一年以上動きがない仮死状態のリストではなく、生きたリストです。これが膨大にある企業は、事業が赤字であっても非常に高値が付くケースがあります。このリストを増やすことこそが、通販企業としての価値を高めることと言っても言いすぎではありません。

ただですよ。問題はここからです。

それはもちろん、その顧客リストが自社の資産である場合です。他社の資産の場合は、それを勝手に譲渡することなんてできないですよね。当たり前ですが。

何が言いたいのかというと、既存のネット通販でモノを売る場合、顧客リストが自社のものにならないのです。誰のものかというと、プラットフォームを運営している会社です。楽天市場であれば、楽天です。

楽天は、出店者が一生懸命集めたリストに対して、楽天カードだの銀行だの証券だのトラベルだのモバイルだのと、いろんなサービスを案内しています。いわゆる「楽天経済圏」です。もちろん、メール配信を拒絶すると送られてこない(その設定がまためんどくさい)のですが、そのようにして出店者が集めたリストを元にビジネス展開しているのです。誰にも文句は言われません。そのリストは自社の資産ですから。

一方で、それを集めた出店者は、リストに対してメールを配信するにも楽天のシステム経由のみで、しかも別料金。DLはできるけれど、それを使ってDMなんか送ろうものなら、即規約違反。

なんすかこれ。もしかしてドM?

いや、実は私も何度かサイトM&A(ECの事業譲渡)の経験はあるのですが、楽天の場合はほんとややこしいのです。てか、オーナーを変えるのは無理といってもいい。

つまりですよ。がんばって楽天で売上伸ばしても、楽天を退会した時点で価値ゼロになるのです。ゼロです。

楽天を悪者のように言ってますが、他のプラットフォームも同じです(全部が全部知りませんが)。顧客リストが自社の資産にならない以上、そのプラットフォームに永遠に依存しないと価値ゼロになるのです。何年がんばっても、何億売っても。

M&A的視点で見ると、そういうことです。つまり、ECはプラットフォームに依存するなということです。

よくビジネスホテルなんかでも、自社サイトが最安値!と謳っていますよね。APAホテルなんかも。東横INNも「公式割」とかで自社サイトでの予約には特典をつけています。楽天やじゃらんに払う手数料の問題もありますが、やはり一番はリストでしょう(客層の問題もあるようですが)。

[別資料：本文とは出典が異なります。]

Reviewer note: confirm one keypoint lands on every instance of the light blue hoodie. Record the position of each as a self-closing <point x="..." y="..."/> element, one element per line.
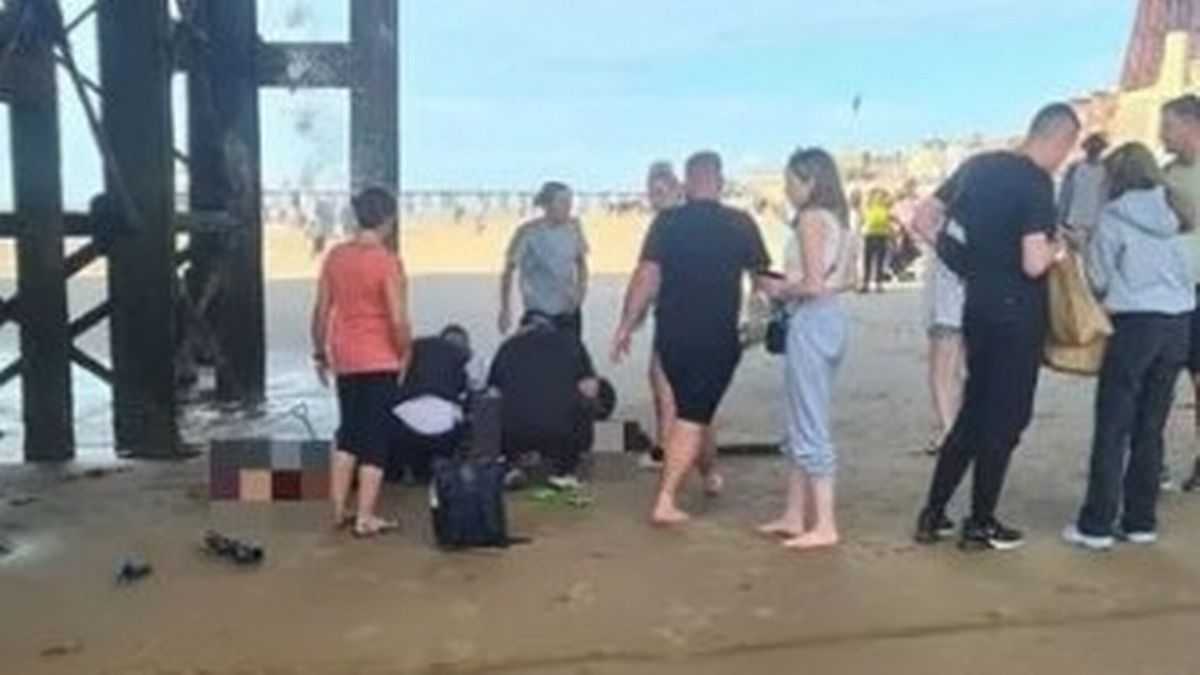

もちろん、ポイントで囲い込んでいるこれらプラットフォームの存在は大きくて、完全無視するわけにはいきません。しかし、うまく組み合わせて自社サイトに誘導しています。

EC事業者は、どうしてもプラットフォーム売上に頼ってしまい、自社サイトは苦戦しているところが多いと思います。しかし、だからといって自社サイトをおろそかにするのは、ビジネスセンスがない。単品のLPを作りこんで、マーケティングを組み立てるのでもいいでしょう。何らかの形で、自社資産としての顧客リストを増やす努力をしてください。いざという時、それが貴社を助けることになるかもしれません。